So I suppose I should take about Smashwords a bit. I haven't done much blogging on publishing lately (or anything else either, really), as I've been utterly swamped with book production issues that have just been sucking up my time. But I started this blog with the intention of discussing my experiences in independent publishing, and as many of you reading this are doing so because you're self-pubbed authors yourselves, Smashwords is a service you should know about, if you don't already.
As I mentioned in a prior post, Smashwords functions as an aggregator, producing and distributing ebooks to several online retailers, foremost among these being Barnes & Noble, Sony's Reader Store, the Kobo Store, Diesel eBooks, and Apple's iBookstore, as well as via their own online storefront. Founded just three years ago, Smashwords has published over 40,000 ebooks from 16,000 different authors, all of whom retain full rights to their own works, set their own prices, and decide in which formats and venues to release them.
I won't go into a load of detail here, as they describe their services best themselves. But I will point out a few of those that stood out for me. First off I should say that I hadn't initially given them much consideration, due to the fact that most ebooks distributed via Smashwords list them as the publisher. And since I went to all the hassle of establishing my own publishing company in order to work with Lightning Source, I didn't want someone else's name on my books in some formats, but mine on them in other versions. However, I later discovered that this isn't required, so long as you provide your own ISBNs. Consequently, all my editions are published under the Fantasy Castle Books brand. That said, one of the best features of Smashwords is that they will provide a free ISBN if you don't want to shell out a couple hundred bucks to buy your own block of ten or more from Bowker. This does, however, list them as the publisher of record. But for a mere ten bucks they'll give you the ISBN and list you as the publisher if that's an important consideration for you. I think it should be, but Mark Coker, Smashword's founder, disagrees (for obvious reasons). You'll have to decide for yourself. But then, that's the job of being self-published, isn't it?

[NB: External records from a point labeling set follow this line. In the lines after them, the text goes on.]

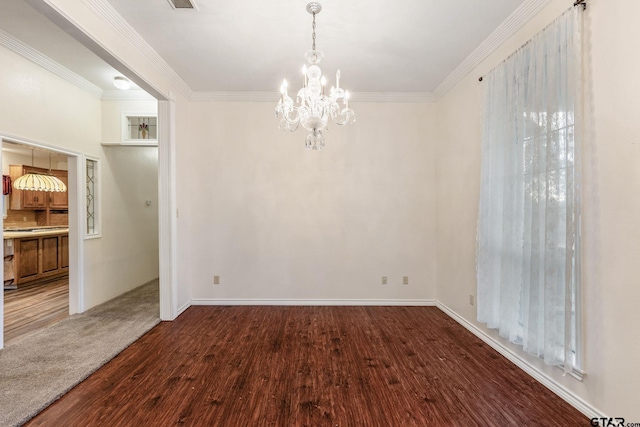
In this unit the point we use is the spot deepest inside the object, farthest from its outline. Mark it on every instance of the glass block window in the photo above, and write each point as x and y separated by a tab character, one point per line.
141	128
91	172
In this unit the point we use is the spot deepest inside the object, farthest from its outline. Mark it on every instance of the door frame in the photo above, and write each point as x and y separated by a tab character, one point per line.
76	189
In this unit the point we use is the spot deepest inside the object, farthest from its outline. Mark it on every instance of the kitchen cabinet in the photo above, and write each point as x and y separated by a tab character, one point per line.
39	256
37	200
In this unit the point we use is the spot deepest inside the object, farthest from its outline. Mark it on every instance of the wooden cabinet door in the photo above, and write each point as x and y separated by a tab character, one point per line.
60	200
64	251
27	257
50	259
34	199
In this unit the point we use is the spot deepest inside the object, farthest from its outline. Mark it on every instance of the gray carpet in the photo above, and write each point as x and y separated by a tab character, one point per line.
39	368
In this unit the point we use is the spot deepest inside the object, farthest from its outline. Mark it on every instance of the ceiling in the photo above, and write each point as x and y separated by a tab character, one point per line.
250	45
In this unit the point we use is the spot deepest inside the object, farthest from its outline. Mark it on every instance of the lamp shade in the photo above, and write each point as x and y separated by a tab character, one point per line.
39	182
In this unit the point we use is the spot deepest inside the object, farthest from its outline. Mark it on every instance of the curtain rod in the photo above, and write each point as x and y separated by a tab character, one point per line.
575	3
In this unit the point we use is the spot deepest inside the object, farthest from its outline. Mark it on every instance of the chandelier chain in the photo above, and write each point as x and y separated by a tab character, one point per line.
313	45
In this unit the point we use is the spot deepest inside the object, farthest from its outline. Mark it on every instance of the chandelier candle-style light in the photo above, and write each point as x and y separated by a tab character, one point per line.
313	106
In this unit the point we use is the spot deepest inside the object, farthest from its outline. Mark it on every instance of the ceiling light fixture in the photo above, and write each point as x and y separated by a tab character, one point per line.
33	181
122	83
313	107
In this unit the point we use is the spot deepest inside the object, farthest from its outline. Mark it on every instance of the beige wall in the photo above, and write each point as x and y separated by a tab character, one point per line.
277	221
610	228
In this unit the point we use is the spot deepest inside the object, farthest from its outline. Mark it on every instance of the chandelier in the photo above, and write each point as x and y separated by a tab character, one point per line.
313	107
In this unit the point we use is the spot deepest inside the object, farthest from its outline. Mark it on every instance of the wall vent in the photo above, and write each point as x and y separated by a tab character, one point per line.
182	4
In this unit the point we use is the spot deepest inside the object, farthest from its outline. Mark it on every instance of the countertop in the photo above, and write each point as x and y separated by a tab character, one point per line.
34	232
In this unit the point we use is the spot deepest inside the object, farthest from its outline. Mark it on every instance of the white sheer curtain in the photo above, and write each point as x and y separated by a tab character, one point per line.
529	199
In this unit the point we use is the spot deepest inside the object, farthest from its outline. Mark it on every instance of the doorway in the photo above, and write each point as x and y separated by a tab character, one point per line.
36	242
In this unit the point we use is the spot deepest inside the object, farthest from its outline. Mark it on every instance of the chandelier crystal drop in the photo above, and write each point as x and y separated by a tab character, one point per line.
313	106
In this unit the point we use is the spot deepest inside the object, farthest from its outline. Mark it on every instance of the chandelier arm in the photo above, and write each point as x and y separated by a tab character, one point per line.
294	119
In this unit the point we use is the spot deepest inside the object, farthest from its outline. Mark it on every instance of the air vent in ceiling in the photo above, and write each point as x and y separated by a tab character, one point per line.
182	4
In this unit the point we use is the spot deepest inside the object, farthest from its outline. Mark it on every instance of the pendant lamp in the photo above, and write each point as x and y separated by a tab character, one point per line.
34	181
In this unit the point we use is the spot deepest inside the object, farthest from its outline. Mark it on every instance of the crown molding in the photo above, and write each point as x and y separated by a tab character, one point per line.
48	64
523	14
392	97
107	13
126	95
274	96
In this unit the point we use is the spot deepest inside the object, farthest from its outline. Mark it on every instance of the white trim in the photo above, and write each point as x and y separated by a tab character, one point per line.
48	64
523	14
167	212
274	96
108	14
132	143
183	308
325	302
193	3
564	393
126	95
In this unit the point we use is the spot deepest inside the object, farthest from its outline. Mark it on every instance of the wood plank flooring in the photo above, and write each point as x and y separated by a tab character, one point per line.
309	366
35	306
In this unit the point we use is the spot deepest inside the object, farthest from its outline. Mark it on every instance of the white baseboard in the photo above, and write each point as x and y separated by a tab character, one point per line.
373	302
566	394
183	308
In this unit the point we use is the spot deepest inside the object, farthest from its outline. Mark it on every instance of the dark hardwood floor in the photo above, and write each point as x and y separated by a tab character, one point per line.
34	307
310	366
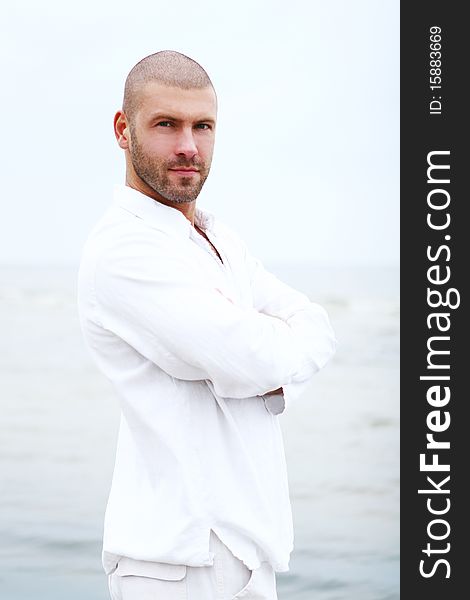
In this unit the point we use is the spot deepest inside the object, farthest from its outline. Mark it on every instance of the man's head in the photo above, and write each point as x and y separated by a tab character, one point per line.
167	126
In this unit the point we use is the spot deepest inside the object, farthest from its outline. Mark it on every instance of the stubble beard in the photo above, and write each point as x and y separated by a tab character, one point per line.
154	172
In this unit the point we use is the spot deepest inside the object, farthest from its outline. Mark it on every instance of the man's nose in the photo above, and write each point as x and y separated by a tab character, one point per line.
186	144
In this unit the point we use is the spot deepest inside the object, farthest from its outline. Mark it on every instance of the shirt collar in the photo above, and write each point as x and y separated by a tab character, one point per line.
160	215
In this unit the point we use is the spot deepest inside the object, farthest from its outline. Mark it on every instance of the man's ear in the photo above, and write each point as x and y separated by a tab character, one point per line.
121	130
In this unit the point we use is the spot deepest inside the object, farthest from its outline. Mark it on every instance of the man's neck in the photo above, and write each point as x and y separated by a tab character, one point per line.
187	208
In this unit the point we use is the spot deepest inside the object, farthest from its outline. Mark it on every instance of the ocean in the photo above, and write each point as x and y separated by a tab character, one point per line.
59	422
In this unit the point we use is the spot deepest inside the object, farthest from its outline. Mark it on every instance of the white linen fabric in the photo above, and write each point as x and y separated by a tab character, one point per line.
192	344
227	579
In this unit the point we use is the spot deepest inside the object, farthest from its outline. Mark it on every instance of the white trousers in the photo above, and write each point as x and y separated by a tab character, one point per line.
227	579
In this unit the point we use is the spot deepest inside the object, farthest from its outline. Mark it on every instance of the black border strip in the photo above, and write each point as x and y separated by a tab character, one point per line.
438	129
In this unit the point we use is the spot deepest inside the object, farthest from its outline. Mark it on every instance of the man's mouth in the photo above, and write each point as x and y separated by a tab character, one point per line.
184	170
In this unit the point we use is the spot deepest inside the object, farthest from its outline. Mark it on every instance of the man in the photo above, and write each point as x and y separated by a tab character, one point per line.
204	347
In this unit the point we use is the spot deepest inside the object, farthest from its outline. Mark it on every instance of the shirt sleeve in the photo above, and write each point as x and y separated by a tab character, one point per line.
308	322
154	299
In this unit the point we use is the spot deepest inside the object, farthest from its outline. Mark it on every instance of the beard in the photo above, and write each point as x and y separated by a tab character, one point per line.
154	172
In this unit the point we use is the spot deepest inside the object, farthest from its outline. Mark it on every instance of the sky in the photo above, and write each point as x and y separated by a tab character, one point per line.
306	162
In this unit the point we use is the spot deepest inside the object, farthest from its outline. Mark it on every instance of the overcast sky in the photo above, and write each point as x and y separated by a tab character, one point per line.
306	161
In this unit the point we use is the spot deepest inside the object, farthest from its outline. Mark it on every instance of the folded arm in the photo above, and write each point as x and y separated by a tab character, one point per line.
158	304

And, of course, it could be argued that this is irrelevant in the end anyway, since what is important is actually getting your book out there, and readers don't generally pay attention to the publishing imprint or even care one way or the other. While there is still a stigma attached to self-published works, and books produced through CreateSpace, Lulu, BookBrewer and the like can suffer as a result, that is quickly changing as readers themselves become the ultimate and final arbiters of taste and quality, as it should be. As ebooks gain more and more ground, and indie authors like Amanda Hocking gain notoriety, books will be judged more on their own merit than by the channel through which they reach the reader. Indeed, the entire field of publishing is now wide open, with the path between source and destination shorter than ever.
This is where a company like Smashwords comes into its own. Functioning essentially as a new mediator between the author and retailer, aggregators like Smashwords and BookBaby step in to fulfill many of the functions once performed by traditional publishing houses and literary agents. That is, they take a manuscript, format it into a marketable product, and ship it to a variety of retail outlets. Marketing is still essentially left to the author, as are things like editing and cover art, but each of these receive a great deal of aid throughout the Smashwords process. For example, the ebook conversion process rejects poorly formatted manuscripts and automatically generates notes on needed changes; web pages are created for every author and title; and basic cover stock can be produced using standard templates.
For all this (and much more), Smashwords charges nothing, making its revenue through a 10-15% share of all ebooks sold, depending on the channel (who themselves, of course, take a share). So for example, Apple gets a 30% cut of the retail price, with Smashwords taking another 10%, leaving the author with a full 60% profit. No traditional publisher comes near that, with 25% being the norm for digital sales at present. In additional, there are a surprising number of promotional and marketing tools available, such as a coupon generator, to assist you in selling your work.
Now, seeing that I have an established account with Ingram, I could get onto the iBookstore that way. But there is an upfront fee, and Ingram still takes a cut as well. Smashwords, on the other hands, acts as a one-stop shop not only for iBooks, but half a dozen other ebook readers, all of which are available to the customer with a single purchase. There's no need to buy a title in Kindle format, then again for the Nook if you decide a NookColor is really cool, or again when you pick up an iPad and want to read in iBooks. And all titles sold through Smashwords are Digital Rights Management free, meaning you can transfer them from one of your readers to another, to your home computer and back again, without having to worry about not being able to open the file ten years from now when the Kindle has been replaced by who knows what. You bought the book, you should be able to read it when and where you want.
Which brings up another important point: Smashwords only publishes ebooks. And while there is a growing movement of digital-only authors, print books still make up the vast majority of sales, and likely will continue to do so for some time, so it's a good idea to pursue Print on Demand options as well, or continue to do so. Some books just don't translate well to the digital format, as I'm discovering with my current project (Argghhh!!), and the wide variety of screen sizes and reader formats is a hindrance at best, limiting what digital publishing is currently capable of producing. But Smashwords does the best job yet of standardizing those variables for the best presentation on them all, and for that alone they're well worth looking into.